До освобождения Ленинграда мы все время были на Карельском перешейке. Я не слышала такой пословицы о 23-й армии, что «не воюют три армии — шведская, турецкая и 23-я советская». Не могу сказать, что мы совсем не воевали. Когда мы пришли на Медное озеро, то в марте (чисел уже не помню) у нас была разведка боем, причем днем. У нас была такая Шурочка Николаева, медсестра. Она участвовала в этом бою и погибла. На нейтральной полосе остались двое раненных с ранениями в голову, и нас никого не пускали туда — сказали, что вытаскивать их будут ночью. А она рванулась туда. У нее капюшон маскхалата с головы слетел, и снайперы (как их называли тогда — «кукушки») ее убили. Сразу прямо в голову пуля попала. Она ткнулась в снег. Ночью мы вынесли всех с нейтральной полосы. Не знаю, кто ее успел раздеть, но она была только в нижнем белье. Мы носили, кстати, только мужскую форму, у нас женского обмундирования не было. Так что у нас много наших девушек погибло именно там, на Карельском перешейке, как раз в обороне. Конечно, у нас не было больших боев, как на других участках фронта, но бои местного значения все время были. То разведка боем, то за «языком» ходили. На Карельском перешейке все время шли бои местного значения. Мы часто ходили в разведку боем, финны тоже делали вылазки. Потом финны еще часто пригоняли установку с громкоговорителем и начинали нам вещать всякие басни. Листовок я не помню. С нашей стороны тоже была установка, тоже подъезжала к передовой и вещала на финнов.

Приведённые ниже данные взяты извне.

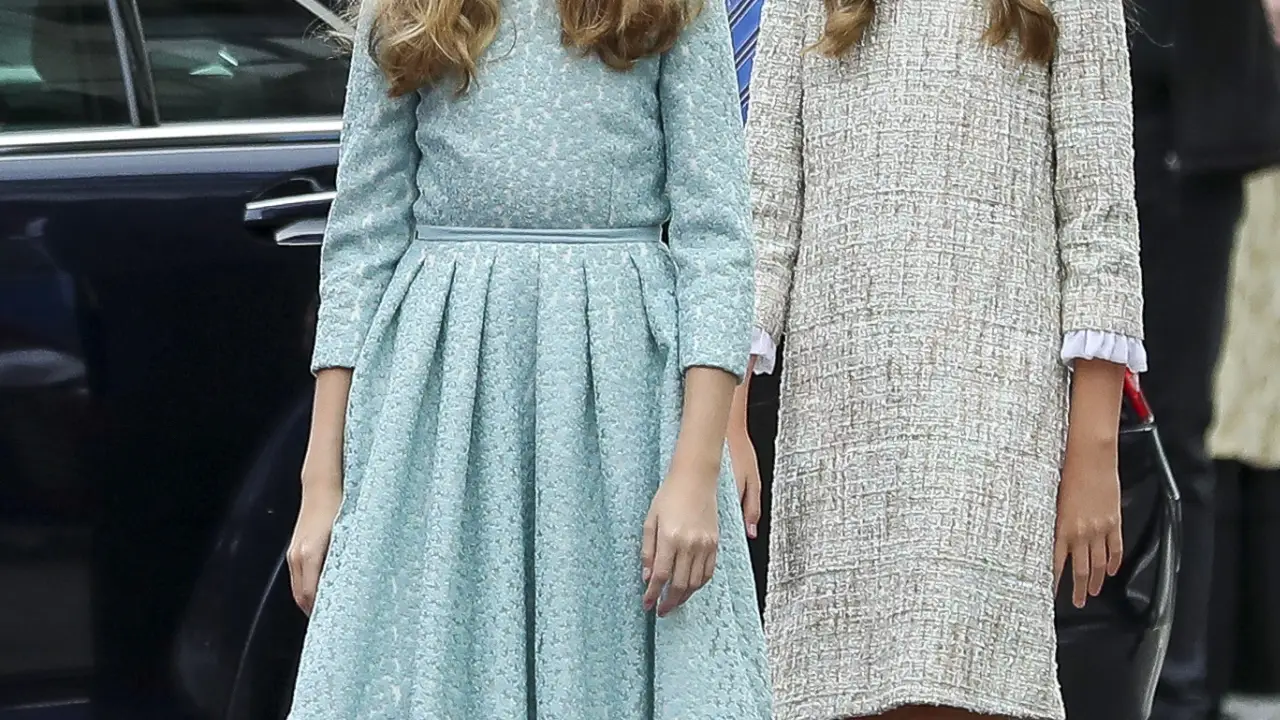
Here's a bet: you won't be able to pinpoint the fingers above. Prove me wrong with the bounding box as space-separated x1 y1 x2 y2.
1107 524 1124 578
287 543 324 618
1088 536 1107 597
1053 530 1069 597
643 527 676 611
641 527 719 609
640 512 658 584
742 473 760 539
658 550 703 618
1071 541 1089 607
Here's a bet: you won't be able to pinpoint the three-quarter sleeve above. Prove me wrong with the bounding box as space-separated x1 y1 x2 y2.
311 11 420 372
658 0 754 378
1051 0 1143 340
746 0 804 341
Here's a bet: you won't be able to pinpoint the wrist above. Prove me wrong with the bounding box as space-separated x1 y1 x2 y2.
668 447 722 486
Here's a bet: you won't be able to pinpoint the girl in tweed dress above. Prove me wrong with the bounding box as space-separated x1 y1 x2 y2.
277 0 771 720
732 0 1146 720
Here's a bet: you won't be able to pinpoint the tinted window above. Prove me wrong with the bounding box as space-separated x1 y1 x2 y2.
0 0 129 131
137 0 347 122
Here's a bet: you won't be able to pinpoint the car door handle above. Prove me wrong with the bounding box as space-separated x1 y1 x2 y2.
244 190 338 227
275 218 328 247
244 191 337 246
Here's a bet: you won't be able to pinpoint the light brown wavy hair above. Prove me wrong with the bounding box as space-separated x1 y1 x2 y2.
809 0 1057 65
347 0 701 97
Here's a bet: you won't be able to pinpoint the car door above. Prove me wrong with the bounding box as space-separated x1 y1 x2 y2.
0 0 346 719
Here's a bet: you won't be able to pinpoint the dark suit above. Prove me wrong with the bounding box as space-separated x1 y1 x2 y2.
1132 0 1280 720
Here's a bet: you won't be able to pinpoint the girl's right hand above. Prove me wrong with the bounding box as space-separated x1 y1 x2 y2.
727 410 760 539
288 461 342 618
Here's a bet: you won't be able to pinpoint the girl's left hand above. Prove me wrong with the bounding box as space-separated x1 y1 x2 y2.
641 464 719 616
1053 433 1124 607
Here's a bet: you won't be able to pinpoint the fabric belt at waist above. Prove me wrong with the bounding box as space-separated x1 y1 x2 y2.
417 225 662 243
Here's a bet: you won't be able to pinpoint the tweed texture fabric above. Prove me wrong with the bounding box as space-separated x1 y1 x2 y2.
748 0 1142 720
1208 169 1280 469
289 0 771 720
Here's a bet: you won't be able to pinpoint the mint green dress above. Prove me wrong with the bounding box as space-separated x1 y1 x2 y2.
291 0 771 720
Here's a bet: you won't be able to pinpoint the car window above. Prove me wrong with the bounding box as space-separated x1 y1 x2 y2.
0 0 129 132
137 0 347 122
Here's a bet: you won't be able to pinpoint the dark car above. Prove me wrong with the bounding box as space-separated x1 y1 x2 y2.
0 0 347 720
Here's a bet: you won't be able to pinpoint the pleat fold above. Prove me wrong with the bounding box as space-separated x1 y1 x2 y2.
291 241 768 720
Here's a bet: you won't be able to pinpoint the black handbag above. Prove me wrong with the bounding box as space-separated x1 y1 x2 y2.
1057 374 1181 720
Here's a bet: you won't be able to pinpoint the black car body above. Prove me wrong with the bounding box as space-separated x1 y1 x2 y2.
0 0 347 719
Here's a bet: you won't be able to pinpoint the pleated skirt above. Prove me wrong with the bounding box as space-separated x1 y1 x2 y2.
291 228 771 720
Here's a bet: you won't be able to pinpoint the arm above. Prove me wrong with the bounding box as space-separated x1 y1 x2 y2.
658 0 754 381
1050 0 1142 594
746 0 804 340
1051 0 1142 340
303 9 419 476
311 11 419 372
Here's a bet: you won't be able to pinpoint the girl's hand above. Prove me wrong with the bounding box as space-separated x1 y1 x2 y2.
1262 0 1280 45
288 465 342 618
641 461 719 618
1053 436 1124 607
727 368 760 539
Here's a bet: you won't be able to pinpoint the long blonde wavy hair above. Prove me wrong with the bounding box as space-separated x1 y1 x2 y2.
809 0 1057 65
347 0 721 97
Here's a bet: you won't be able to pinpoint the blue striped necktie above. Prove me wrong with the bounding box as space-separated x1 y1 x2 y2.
724 0 764 120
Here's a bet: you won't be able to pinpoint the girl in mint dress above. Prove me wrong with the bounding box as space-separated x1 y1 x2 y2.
280 0 771 720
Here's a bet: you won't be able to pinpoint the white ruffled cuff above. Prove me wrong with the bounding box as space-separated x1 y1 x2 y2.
1062 331 1147 373
751 328 1147 375
751 328 778 375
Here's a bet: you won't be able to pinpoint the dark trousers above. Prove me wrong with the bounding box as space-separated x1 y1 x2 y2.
1134 106 1244 720
1208 462 1280 715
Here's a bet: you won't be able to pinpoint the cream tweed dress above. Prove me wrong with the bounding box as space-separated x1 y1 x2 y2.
748 0 1142 720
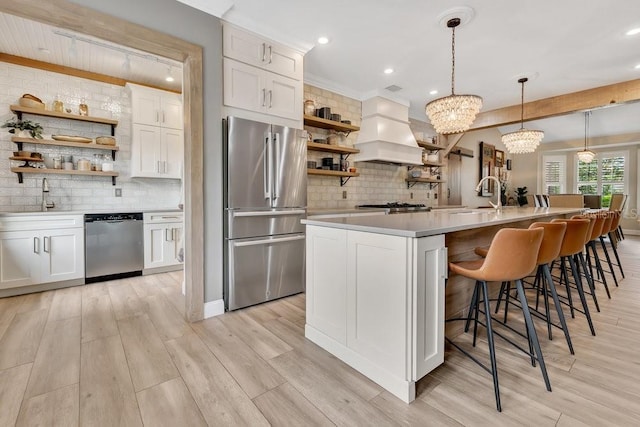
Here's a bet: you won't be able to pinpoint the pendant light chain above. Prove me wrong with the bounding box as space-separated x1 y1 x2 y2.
451 27 456 95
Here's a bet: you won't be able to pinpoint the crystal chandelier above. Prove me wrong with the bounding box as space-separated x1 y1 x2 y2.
425 18 482 134
502 77 544 154
578 111 596 163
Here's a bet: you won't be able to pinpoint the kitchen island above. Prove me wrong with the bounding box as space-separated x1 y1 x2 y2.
303 208 580 403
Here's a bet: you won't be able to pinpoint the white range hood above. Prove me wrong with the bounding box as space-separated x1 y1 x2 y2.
353 96 423 165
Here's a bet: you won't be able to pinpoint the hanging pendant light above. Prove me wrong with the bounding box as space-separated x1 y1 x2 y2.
502 77 544 154
578 111 596 163
425 18 482 134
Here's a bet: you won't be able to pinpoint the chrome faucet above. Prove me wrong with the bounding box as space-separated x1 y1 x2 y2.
476 175 502 213
42 178 56 212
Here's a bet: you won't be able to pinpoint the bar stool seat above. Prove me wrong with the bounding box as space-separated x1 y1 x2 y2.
447 228 551 411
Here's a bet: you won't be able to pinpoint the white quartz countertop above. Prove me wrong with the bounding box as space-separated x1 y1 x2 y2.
0 208 182 217
302 207 583 237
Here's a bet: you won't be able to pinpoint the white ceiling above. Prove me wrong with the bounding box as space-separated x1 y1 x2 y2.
186 0 640 142
0 0 640 142
0 13 182 91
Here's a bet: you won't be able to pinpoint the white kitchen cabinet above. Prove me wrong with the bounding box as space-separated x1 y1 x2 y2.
0 215 84 289
224 58 303 120
127 83 184 129
305 224 447 402
131 124 184 179
144 212 184 273
222 24 303 81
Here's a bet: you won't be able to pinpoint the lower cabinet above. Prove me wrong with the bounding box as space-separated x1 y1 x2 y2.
0 215 84 289
305 225 447 402
144 212 184 271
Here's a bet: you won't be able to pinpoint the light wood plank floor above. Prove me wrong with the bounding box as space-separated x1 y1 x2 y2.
0 236 640 426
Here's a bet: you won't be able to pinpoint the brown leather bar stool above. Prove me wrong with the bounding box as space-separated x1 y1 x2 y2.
447 228 551 411
600 211 624 286
573 214 611 299
551 218 596 335
498 222 575 354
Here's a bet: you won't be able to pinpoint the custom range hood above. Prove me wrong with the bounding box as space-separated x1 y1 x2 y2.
353 96 423 165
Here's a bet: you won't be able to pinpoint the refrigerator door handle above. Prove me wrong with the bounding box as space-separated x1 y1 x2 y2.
233 234 304 247
272 133 280 200
263 132 273 200
232 209 307 218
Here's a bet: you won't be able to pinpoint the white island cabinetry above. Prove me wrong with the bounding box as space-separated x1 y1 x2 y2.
305 225 447 402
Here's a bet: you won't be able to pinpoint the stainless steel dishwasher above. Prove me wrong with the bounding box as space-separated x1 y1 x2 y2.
84 213 144 283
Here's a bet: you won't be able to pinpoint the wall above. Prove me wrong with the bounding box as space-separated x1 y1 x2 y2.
0 62 181 212
304 85 437 209
73 0 223 302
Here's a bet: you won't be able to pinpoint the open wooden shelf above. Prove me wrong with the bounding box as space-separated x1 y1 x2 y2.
11 167 119 185
10 105 118 126
416 141 447 151
307 142 360 154
11 136 120 151
304 114 360 133
307 169 360 178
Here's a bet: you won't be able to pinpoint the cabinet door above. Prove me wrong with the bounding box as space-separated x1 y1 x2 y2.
266 73 303 120
159 128 184 179
224 58 267 112
40 228 84 283
131 89 162 126
161 92 184 130
0 231 42 289
131 124 163 178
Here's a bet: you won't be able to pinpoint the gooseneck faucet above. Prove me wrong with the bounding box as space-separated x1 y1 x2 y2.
476 175 502 213
42 178 56 212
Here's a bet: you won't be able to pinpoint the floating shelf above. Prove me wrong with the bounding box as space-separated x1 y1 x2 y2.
10 105 118 126
416 141 447 151
304 114 360 133
11 167 119 185
307 142 360 155
405 178 446 189
11 136 120 151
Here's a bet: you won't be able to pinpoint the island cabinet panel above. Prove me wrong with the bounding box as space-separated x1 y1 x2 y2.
305 225 447 402
306 227 347 345
347 232 411 378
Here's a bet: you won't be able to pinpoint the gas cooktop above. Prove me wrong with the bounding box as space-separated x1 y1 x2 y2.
356 202 431 213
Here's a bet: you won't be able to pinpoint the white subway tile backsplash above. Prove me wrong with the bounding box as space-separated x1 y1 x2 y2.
0 62 181 212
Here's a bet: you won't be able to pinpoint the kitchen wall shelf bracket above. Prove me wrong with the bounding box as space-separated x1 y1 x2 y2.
406 178 444 190
9 105 118 136
304 114 360 136
11 167 118 185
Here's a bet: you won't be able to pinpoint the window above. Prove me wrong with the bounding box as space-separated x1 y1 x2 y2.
576 151 629 207
542 156 567 194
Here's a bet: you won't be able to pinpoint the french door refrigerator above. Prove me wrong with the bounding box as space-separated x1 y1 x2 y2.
224 117 307 310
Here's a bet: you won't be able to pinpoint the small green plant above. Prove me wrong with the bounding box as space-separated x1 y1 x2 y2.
516 187 528 206
2 118 44 139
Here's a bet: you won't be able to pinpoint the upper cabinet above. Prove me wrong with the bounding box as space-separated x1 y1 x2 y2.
222 25 302 80
128 84 184 179
223 24 303 123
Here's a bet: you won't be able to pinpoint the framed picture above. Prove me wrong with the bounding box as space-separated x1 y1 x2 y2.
478 141 504 197
495 150 504 168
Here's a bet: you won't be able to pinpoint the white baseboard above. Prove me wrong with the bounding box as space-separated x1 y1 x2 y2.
204 299 224 319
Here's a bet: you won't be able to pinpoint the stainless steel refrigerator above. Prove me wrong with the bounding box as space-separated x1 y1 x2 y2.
224 117 307 310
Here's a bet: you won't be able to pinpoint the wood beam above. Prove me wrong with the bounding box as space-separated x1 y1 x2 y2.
469 79 640 131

У меня из головы не выходит один раненый, которого я перевязывала на поле боя. Ему лет девятнадцать было, и разрывной пулей ему разорвало верхнюю и нижнюю челюсти, оторвало часть языка, нос был поврежден. Если в фильме «Они сражались за Родину» санитарка тащит Бондарчука и плачет: «Зачем ты такой боров вырос, что мне тебя не дотащить», то у меня было по-другому. Я рядом с ним села и не знала, как его перебинтовать. Если все забинтовать, то как он дышать будет? Я до сих пор помню его глаза — мальчишке 19 лет было, наверное. Серые глаза, полные страдания, — он был в сознании, но не кричал и не плакал. И сказать ничего не мог, у него наполовину язык был оторван. Мне на помощь пришли старшие санитары, помогли — увидели, что я замешкалась. Я была маленькая, молоденькая, и меня старались оберегать и помогать. Когда были сложные ситуации, мужчины всегда были тут как тут, старались меня уберечь. Все в санроте были старше нас — лет тридцати пяти люди, для меня это уже были совсем пожилые. Потом я уже привыкла ко всему этому ужасу и в обмороки не падала при виде крови и при виде раненых. И я могу сказать, что нас мало награждали. Многое зависело от командира части. Медаль «За отвагу» я получила в 1942 году. Это была разведка боем, я с поля боя вынесла 11 человек. Говорили, что наградили за это, а за что именно наградили — не знаю.